Here is a table summarising the features that Funding Secure offer:
|Loan Types||Bridging/Development, Assets|
|Loan Security||Property, Debenture, Assets|
|Available in ISA?||Yes|
|Active on forum?||No|
The operating model for investors is in line with others: loans are introduced to the platform, for which monies are pledged and the loan draws down when the requested amount is released. As mentioned before, the range of loans is diverse – anything from jewelry to cars, to houses. This results in a disparity of loan sizes and interest rates. Even with a minimum investment of £25, the smaller sized-loans fill extremely quickly, often within hours.
Property loans, being higher in size, take longer to fill and also we are seeing the same features as seen elsewhere: new tranches of loans (where extra money is needed for redevelopment) and refinancing (where the loan is renewed for an additional amount of time).
A key difference between Funding Secure and other sites is that interest is not paid to investors on a monthly basis. Instead, interest accrues and is paid at the end of the loan term. This is fine if the loan performs, but if it doesn’t, investors may receive nothing from a particular investment.
Funding Secure offers a more flexible secondary market than most, with discounting allowed. For the risk-takers, the effect of a discount is to increase the return (because the purchase price of the debt has reduced). The payment of interest only at the end of a loan also gives rise to taxation complications. As Funding Secure explain here:
The essence of this is a buyer is liable for the whole term of interest on a loan, when they may have only held it for a small fraction of the term. The taxation effect reduces effective returns, the magnitude getting more pronounced at higher tax rates. It may be worth seeking additional advice on this matter before investing on the secondary market outside of the tax-free ISA wrapper.
How are funds protected?
There is no provision fund at Funding Secure, although this would have offered scant protection looking at the makeup of the loan book. Investors funds are said to be more secure by loans not exceeding a 70% LTV, and for property loans many are supported by a personal guarantee. In effect, the investor is riding on the fact that the LTV will be accurate, which is not often the case for differing reasons.
Pros of Funding Secure
There are a few good things about Funding Secure. Some of them are:
Wide range of assets: Property, jewelry, cars, other assets are all included under one platform.

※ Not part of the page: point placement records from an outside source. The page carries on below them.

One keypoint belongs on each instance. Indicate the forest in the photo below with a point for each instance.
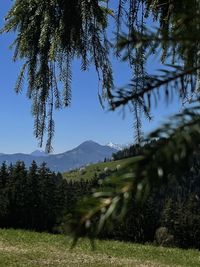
(40, 200)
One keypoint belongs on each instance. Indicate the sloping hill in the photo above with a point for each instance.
(29, 249)
(88, 172)
(87, 152)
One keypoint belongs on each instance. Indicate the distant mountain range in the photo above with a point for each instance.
(86, 153)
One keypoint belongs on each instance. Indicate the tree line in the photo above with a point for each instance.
(41, 200)
(37, 198)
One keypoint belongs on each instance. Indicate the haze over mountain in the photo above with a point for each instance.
(85, 153)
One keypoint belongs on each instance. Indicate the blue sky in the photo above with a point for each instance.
(84, 120)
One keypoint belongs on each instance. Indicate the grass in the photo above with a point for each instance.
(23, 248)
(97, 168)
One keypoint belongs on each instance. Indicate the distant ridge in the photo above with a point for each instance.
(86, 153)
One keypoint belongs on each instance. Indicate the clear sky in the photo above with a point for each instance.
(84, 120)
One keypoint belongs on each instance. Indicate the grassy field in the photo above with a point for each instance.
(22, 248)
(97, 168)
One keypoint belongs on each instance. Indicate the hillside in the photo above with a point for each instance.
(90, 170)
(87, 152)
(29, 249)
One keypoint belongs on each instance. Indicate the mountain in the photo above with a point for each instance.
(39, 153)
(115, 146)
(85, 153)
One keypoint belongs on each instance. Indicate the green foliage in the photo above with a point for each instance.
(24, 248)
(50, 34)
(154, 168)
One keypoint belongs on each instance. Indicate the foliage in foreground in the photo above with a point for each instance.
(154, 168)
(23, 248)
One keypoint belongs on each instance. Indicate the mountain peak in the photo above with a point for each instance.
(39, 153)
(115, 146)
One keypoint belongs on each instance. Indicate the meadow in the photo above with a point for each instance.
(30, 249)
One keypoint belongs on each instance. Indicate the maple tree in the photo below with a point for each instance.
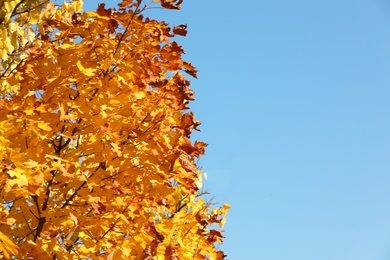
(97, 161)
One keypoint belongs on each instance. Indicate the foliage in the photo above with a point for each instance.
(97, 161)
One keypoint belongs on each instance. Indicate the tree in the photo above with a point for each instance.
(97, 161)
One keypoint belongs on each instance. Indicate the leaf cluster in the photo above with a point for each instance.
(97, 161)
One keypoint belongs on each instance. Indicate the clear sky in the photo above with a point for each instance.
(294, 102)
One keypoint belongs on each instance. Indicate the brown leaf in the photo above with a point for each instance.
(180, 30)
(171, 4)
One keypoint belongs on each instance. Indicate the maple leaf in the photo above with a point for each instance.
(96, 148)
(180, 30)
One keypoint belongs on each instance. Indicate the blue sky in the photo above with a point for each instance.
(294, 102)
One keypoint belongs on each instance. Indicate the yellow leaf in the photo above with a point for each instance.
(7, 247)
(44, 126)
(86, 71)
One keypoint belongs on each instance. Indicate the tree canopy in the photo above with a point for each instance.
(97, 160)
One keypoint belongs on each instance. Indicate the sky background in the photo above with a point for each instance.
(294, 102)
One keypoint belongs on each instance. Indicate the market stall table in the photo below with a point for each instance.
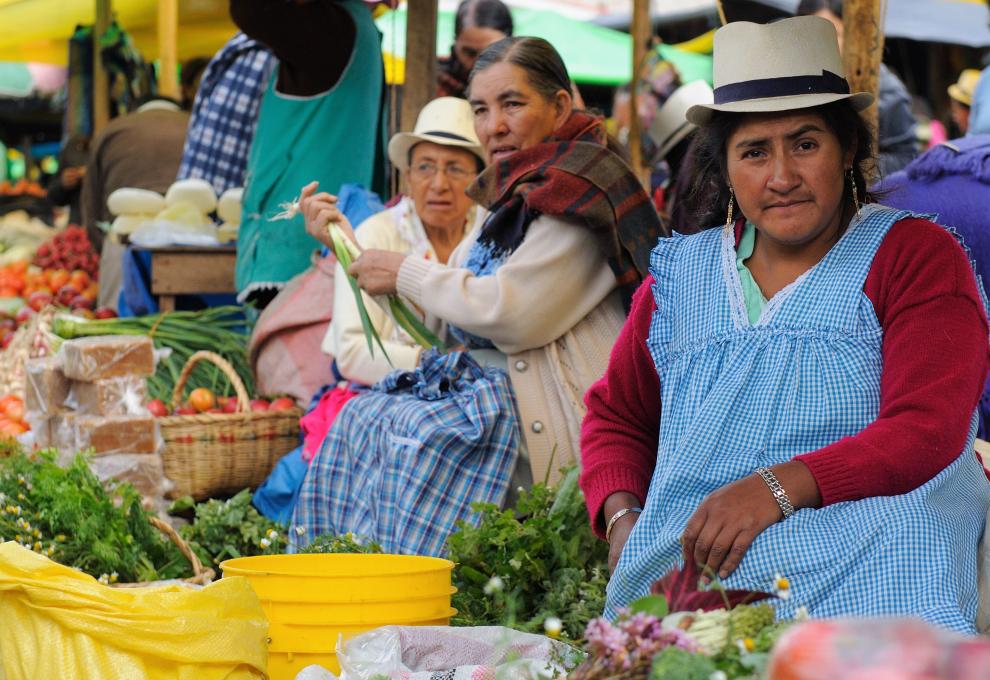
(191, 270)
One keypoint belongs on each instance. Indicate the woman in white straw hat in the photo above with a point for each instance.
(819, 359)
(439, 159)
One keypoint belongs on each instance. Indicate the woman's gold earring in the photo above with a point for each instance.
(852, 184)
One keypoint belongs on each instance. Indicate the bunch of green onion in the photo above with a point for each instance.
(221, 330)
(346, 251)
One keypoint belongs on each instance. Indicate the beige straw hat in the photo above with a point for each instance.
(670, 126)
(447, 121)
(790, 64)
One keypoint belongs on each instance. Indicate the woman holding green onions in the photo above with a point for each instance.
(546, 282)
(439, 159)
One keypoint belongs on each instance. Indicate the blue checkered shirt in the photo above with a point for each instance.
(738, 396)
(225, 113)
(403, 462)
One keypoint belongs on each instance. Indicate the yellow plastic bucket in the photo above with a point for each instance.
(311, 600)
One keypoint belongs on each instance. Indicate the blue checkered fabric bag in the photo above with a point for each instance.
(738, 396)
(225, 113)
(403, 462)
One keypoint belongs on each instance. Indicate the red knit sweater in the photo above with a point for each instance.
(935, 360)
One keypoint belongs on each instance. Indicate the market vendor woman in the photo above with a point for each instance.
(818, 360)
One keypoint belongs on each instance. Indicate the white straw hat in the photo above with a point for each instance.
(447, 121)
(790, 64)
(670, 126)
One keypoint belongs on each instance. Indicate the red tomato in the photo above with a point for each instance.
(157, 408)
(282, 404)
(202, 399)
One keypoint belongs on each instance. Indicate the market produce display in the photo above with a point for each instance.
(219, 329)
(66, 513)
(536, 561)
(69, 250)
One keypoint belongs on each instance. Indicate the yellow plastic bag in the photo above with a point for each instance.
(56, 622)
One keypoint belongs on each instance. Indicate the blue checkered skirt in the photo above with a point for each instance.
(737, 396)
(403, 462)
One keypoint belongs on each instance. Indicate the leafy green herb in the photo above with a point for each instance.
(545, 558)
(67, 514)
(232, 528)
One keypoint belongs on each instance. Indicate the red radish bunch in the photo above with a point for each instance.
(69, 249)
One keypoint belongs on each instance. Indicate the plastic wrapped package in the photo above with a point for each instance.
(878, 649)
(124, 395)
(46, 386)
(61, 623)
(116, 434)
(107, 356)
(426, 652)
(144, 471)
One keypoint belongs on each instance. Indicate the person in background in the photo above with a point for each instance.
(225, 113)
(66, 188)
(961, 98)
(190, 76)
(897, 139)
(538, 293)
(478, 24)
(321, 118)
(140, 150)
(672, 134)
(439, 159)
(819, 359)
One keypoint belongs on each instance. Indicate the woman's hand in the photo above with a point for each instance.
(622, 527)
(319, 210)
(728, 521)
(377, 271)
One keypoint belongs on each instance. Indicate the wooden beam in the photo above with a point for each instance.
(862, 24)
(642, 31)
(168, 36)
(101, 87)
(421, 60)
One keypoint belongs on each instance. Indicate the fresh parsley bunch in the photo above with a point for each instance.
(535, 562)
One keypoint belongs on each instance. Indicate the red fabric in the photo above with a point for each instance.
(317, 422)
(936, 357)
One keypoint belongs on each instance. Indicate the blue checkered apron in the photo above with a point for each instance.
(738, 396)
(404, 461)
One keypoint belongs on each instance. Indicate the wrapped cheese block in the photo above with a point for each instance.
(142, 470)
(107, 356)
(46, 387)
(121, 396)
(116, 434)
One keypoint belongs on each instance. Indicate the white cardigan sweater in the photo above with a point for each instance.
(552, 307)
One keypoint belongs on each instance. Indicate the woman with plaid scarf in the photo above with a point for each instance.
(542, 288)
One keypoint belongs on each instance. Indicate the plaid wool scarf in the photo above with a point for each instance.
(572, 174)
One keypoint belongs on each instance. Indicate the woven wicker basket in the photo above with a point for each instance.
(201, 576)
(215, 454)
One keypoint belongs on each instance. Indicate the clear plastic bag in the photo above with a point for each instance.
(107, 356)
(423, 652)
(878, 649)
(121, 396)
(46, 387)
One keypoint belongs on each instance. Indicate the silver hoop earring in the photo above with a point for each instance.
(852, 185)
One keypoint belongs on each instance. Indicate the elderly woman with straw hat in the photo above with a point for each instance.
(818, 360)
(439, 159)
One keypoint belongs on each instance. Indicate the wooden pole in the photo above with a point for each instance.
(101, 87)
(421, 60)
(862, 27)
(641, 31)
(168, 35)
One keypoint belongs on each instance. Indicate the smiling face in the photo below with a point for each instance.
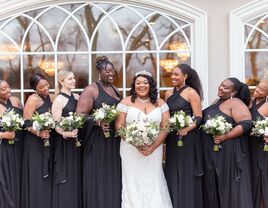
(4, 90)
(107, 75)
(142, 87)
(42, 88)
(226, 89)
(261, 90)
(178, 77)
(69, 81)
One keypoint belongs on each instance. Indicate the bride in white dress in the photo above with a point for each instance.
(143, 181)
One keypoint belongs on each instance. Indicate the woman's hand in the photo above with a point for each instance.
(147, 150)
(105, 126)
(265, 138)
(70, 134)
(219, 139)
(183, 132)
(43, 134)
(7, 135)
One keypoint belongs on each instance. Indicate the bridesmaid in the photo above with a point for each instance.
(101, 159)
(67, 175)
(258, 157)
(227, 173)
(36, 171)
(184, 164)
(10, 154)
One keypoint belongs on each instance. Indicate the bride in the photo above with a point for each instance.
(143, 180)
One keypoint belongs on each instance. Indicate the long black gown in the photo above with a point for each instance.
(227, 173)
(101, 162)
(36, 170)
(67, 174)
(184, 164)
(10, 167)
(259, 162)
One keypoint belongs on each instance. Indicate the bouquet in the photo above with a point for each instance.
(261, 129)
(140, 133)
(179, 121)
(43, 122)
(11, 121)
(72, 122)
(107, 113)
(216, 126)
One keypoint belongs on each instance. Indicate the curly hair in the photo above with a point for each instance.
(152, 89)
(102, 62)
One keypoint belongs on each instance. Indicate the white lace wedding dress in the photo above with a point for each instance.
(143, 180)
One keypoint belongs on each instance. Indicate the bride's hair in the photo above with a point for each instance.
(152, 89)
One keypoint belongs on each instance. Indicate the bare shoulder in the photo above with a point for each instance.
(160, 102)
(126, 101)
(168, 93)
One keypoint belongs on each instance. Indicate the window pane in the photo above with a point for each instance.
(256, 67)
(10, 70)
(136, 62)
(43, 64)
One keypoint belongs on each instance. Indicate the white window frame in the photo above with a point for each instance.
(170, 7)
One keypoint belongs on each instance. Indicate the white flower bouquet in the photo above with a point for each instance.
(72, 122)
(107, 113)
(178, 121)
(140, 133)
(42, 122)
(217, 126)
(261, 129)
(11, 121)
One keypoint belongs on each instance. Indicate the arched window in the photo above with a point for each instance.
(249, 42)
(71, 36)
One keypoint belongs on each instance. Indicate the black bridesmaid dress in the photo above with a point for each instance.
(227, 172)
(101, 162)
(259, 162)
(183, 166)
(67, 168)
(10, 167)
(36, 169)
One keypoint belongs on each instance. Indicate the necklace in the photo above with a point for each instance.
(143, 101)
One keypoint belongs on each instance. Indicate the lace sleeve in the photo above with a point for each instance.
(164, 108)
(122, 108)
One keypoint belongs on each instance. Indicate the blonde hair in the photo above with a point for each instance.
(62, 74)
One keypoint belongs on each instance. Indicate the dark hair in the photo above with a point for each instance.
(152, 88)
(102, 62)
(34, 79)
(242, 90)
(192, 78)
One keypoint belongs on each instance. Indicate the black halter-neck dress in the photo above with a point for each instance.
(36, 170)
(101, 162)
(10, 167)
(183, 166)
(259, 162)
(227, 173)
(67, 168)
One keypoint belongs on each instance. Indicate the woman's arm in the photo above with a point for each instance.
(240, 113)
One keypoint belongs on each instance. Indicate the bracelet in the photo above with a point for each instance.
(63, 135)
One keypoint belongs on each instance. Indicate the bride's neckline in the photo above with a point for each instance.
(143, 111)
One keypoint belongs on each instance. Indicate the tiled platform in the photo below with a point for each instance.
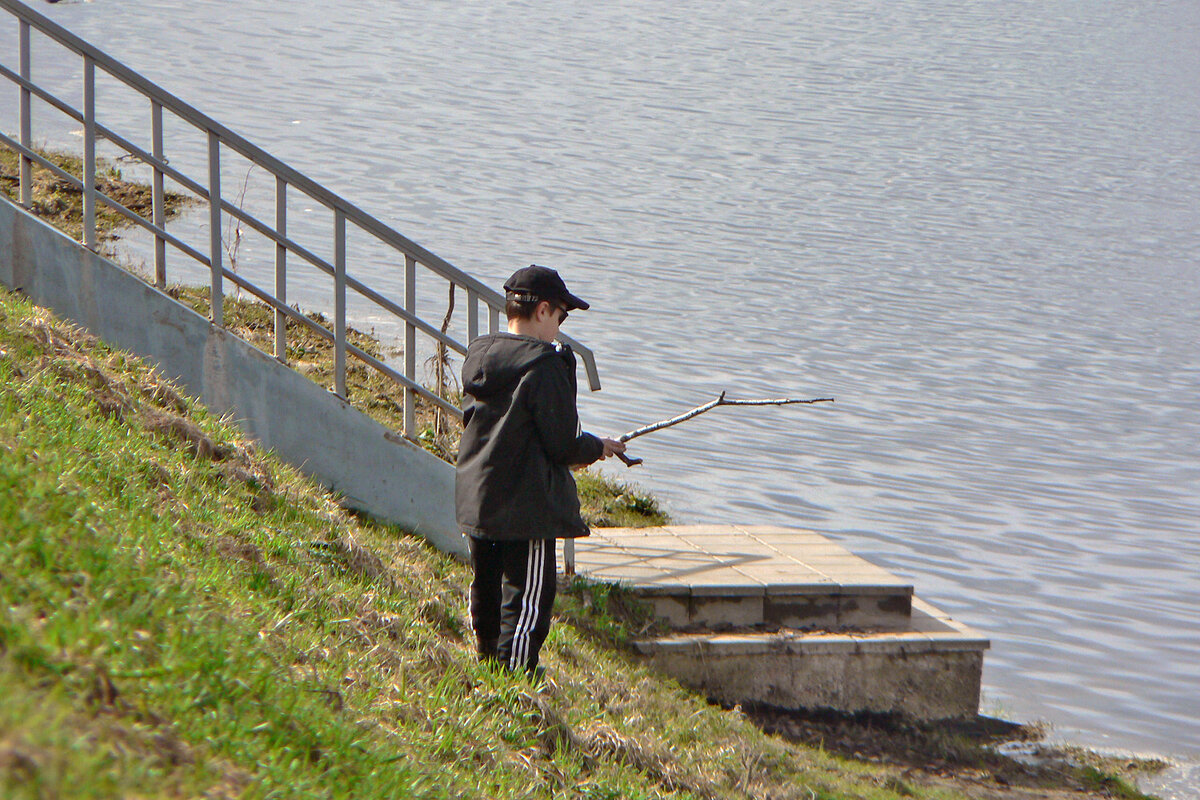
(717, 577)
(785, 617)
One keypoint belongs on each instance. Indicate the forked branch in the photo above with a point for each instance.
(700, 409)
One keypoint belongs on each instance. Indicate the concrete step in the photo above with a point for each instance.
(720, 577)
(931, 671)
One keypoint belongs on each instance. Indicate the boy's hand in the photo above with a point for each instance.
(611, 447)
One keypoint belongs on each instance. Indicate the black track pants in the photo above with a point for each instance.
(511, 597)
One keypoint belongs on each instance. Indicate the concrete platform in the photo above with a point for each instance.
(785, 617)
(718, 577)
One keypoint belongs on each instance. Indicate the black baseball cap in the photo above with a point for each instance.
(538, 283)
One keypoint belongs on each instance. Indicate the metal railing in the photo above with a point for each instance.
(287, 179)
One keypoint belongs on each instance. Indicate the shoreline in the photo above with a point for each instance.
(870, 725)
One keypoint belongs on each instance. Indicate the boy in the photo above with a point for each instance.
(514, 492)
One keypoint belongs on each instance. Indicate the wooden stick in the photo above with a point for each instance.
(700, 409)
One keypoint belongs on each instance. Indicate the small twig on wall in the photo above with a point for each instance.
(700, 409)
(443, 382)
(233, 232)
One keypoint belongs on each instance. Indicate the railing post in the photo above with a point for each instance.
(89, 152)
(409, 346)
(156, 193)
(281, 269)
(217, 294)
(340, 302)
(27, 126)
(472, 314)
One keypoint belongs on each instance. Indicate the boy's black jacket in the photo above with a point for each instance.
(521, 433)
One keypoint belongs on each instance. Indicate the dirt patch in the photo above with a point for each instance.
(963, 755)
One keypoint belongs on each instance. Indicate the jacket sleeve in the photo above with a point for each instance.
(555, 414)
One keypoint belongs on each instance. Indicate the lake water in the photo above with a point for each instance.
(975, 223)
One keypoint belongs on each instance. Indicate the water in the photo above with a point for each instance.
(976, 224)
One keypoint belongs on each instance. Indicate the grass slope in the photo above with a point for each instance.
(184, 615)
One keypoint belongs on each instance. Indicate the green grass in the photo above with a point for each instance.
(184, 615)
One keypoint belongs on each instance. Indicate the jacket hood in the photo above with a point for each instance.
(498, 360)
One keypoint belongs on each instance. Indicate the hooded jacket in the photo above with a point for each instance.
(521, 435)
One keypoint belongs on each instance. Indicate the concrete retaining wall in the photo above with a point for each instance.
(375, 469)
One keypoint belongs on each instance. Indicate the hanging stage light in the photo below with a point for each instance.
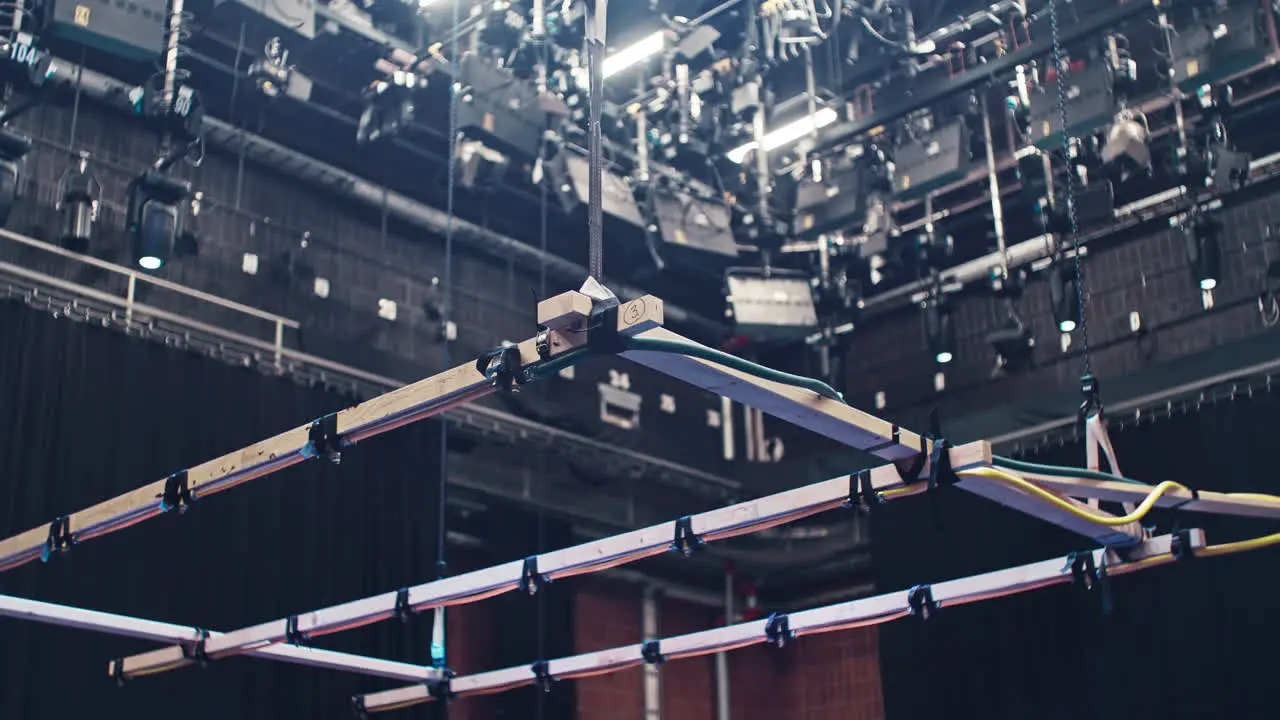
(1064, 295)
(938, 329)
(388, 106)
(154, 218)
(13, 150)
(1014, 345)
(1203, 251)
(78, 194)
(1127, 150)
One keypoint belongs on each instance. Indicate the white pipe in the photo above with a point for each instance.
(652, 674)
(997, 208)
(65, 616)
(722, 689)
(173, 41)
(846, 615)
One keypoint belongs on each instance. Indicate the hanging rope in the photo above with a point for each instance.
(1082, 296)
(595, 203)
(442, 566)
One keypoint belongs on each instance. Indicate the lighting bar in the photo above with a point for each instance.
(588, 557)
(382, 414)
(635, 54)
(786, 133)
(128, 627)
(716, 524)
(832, 618)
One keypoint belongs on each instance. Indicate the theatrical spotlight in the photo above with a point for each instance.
(154, 218)
(938, 329)
(388, 106)
(13, 150)
(1203, 251)
(1125, 151)
(1013, 343)
(78, 195)
(273, 76)
(1064, 295)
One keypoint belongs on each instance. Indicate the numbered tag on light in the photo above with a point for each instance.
(32, 64)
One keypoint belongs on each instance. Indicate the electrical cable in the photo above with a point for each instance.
(1087, 514)
(595, 101)
(1082, 295)
(732, 361)
(1100, 519)
(1060, 470)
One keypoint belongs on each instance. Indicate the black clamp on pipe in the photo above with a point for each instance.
(940, 459)
(777, 629)
(442, 689)
(1091, 404)
(195, 651)
(59, 540)
(177, 493)
(1087, 574)
(292, 634)
(685, 541)
(862, 492)
(118, 673)
(920, 601)
(542, 675)
(402, 611)
(323, 440)
(652, 652)
(1180, 546)
(501, 365)
(530, 579)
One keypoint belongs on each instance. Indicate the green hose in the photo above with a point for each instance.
(1059, 470)
(693, 350)
(556, 364)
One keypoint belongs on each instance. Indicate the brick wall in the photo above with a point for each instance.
(608, 615)
(832, 677)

Low minimum investment: Starting from £25 a loan.
Flexible secondary market: Allows you to sell your loans at discount (or premium, capped at 1%)
Large number of loans available: Typical loan size is smaller, and more loans originated
Higher interest rates: Up to 16% – in excess of unsecured loans on other P2P sites
Cons of Funding Secure
There are also a few bad things about Funding Secure, many of them occurring relatively recently in the past couple of years
Increased defaults: Many property facing platforms have suffered problems, particularly those whose loans rely on further development. The site seems to have shifted over the years to become more property-focused, which explains this.
Poor Management: The nature of some of the defaults give rise to the doubts of the quality of monitoring given to loans by Funding Secure – perhaps they might be stretched too thinly staff-wise.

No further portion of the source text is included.